In 1965 the expanding Aldeburgh Festival urgently needed a purpose built concert hall. After much searching Benjamin Britten and Peter Pears found a disused maltings at Snape on the River Alde four miles upstream from Aldeburgh. Architects Arup Associates were commissioned to oversee the conversion of the old agricultural building into a state of the art auditorium. The new hall was opened by Her Majesty The Queen in June 1967 (photo right) to universal acclaim, both for its outstanding acoustics and sympathetic conversion.

The opening concert of the 1969 season was an afternoon performance of Schubert's Trout by Britten and the Amadeus Quartet. During the evening fire broke out beneath the stage and quickly spread to the whole hall, resulting in the conflagration described above by an eyewitness, the pianist and accompanist Roger Vignoles. (The quote is from Autograph Books excellent Time & Concord - Aldeburgh Festival Recollections). The fire completely destroyed the roof, stage, seating, and flooring. All that remained of the main building were the structural walls which were damaged but still standing. (The photo to the right shows Britten and Pears standing in the wreckage). As serious as the structural damage was the artistic loss was even greater. Two of the precious instruments used in the Trout were burnt beyond recognition - Britten's own Steinway concert grand, and cellist Adrian Beer's priceless Grancino double-bass. Adrain Beer heart-wrenchingly describes how all he found were "some ashes and metal parts of that lovely instrument." Also totally lost were the costumes for the new production of Idomeneo that was to be premiered by Britten's English Opera Group in the Maltings three days later.

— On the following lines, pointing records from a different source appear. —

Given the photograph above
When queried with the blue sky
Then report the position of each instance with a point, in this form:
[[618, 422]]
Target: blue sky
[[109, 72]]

Through superhuman efforts by Britten, Pears and the Festival committee, Idomeno was transferred to a hastily constructed stage in Blythburgh Church. Costumes were borrowed from the London opera houses, and the premiere went ahead to critical acclaim. Of the other eighteen performances in the 1969 Festival only one was lost, the others all took place in alternative venues.

As if all that work was not enough, on the day following the devastating fire Britten and Pears started planning the rebuilding of the gutted Maltings. Miraculously this herculean task was completed for the first concert of the following season. On 2nd June 1970 the Queen returned to re-open the Maltings (and reportedly said she hoped not to be invited back for a third time). The rebuilt hall that rose phoenix-like from the wreckage proved to have acoustics identical to the original. (In fact some claimed the acoustics of the rebuilt auditorium were superior as Britten had authorised subtle changes).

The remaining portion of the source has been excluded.